Schwäbische Zeitung (Biberach)
Der zwielichtige König
Neue Vorwürfe gegen Spaniens ehemaliges Staatsoberhaupt – Juan Carlos soll Gelder gewaschen haben
MADRID - Die neusten Enthüllungen über die Finanzgeschäfte von König Juan Carlos (82), bis 2014 Spaniens Staatsoberhaupt, erinnern an Szenen aus einem Kriminalfilm. Nach Aussagen seines Schweizer Vermögensverwalters soll Juan Carlos im Frühjahr 2010 in Genf mit einem Koffer voller Dollarnoten im Wert von 1,7 Millionen Euro aufgetaucht sein, um diese Summe auf seinem Schweizer Geheimkonto einzuzahlen.

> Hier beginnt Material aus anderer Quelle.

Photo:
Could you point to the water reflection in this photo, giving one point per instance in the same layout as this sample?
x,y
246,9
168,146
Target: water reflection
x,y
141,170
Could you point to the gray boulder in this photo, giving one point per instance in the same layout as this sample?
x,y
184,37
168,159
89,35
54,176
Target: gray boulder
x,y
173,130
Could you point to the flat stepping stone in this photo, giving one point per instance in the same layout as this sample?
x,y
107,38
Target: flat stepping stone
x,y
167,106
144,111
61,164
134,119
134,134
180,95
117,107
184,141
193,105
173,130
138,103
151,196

Es war nur eine von mehreren Millionenzahlungen, die Juan Carlos in der Schweiz versteckt haben soll. War Spaniens König ein Geldwäscher?

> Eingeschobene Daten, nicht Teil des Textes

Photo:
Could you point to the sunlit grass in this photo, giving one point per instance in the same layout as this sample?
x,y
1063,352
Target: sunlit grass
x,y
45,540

Die brisanten Informationen, welche die spanische Zeitung „El País“verbreitet, stammen aus einem Ermittlungsbericht der Staatsanwaltschaft in Genf. Diese schickte im Zuge der Amtshilfe ihre Erkenntnisse über Juan Carlos’ geheimes Konto an Spaniens Nationalen Gerichtshof, der wegen des Verdachts der Geldwäsche, Steuerhinterziehung und Korruption ermittelt.

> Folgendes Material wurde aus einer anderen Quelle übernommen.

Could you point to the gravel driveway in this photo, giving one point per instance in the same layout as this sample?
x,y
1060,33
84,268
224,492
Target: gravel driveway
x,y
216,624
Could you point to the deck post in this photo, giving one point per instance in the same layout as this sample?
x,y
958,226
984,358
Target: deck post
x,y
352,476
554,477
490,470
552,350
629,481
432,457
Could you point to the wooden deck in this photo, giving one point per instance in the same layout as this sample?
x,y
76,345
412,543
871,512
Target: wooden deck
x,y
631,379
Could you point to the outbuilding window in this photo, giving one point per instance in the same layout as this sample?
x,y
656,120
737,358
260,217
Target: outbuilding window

Nach Angaben des Schweizer Vermögensverwalters, der von den Genfer Ermittlern verhört wurde, war das Geld in dem Koffer „eine Schenkung“des Königs des Ölstaates Bahrain, Scheich Hamad bin Isa Al Chalifa. „Juan Carlos ist ein geschätzter Mann in den Golfstaaten“, soll der Vermögensverwalter bei seiner Vernehmung erklärt haben. Also nur ein großzügiges Geschenk des
Emirs von Bahrain? Es ist kein Geheimnis, dass Juan Carlos bis heute freundschaftliche Beziehungen zu den wenig demokratischen Herrschern der Golfstaaten unterhält.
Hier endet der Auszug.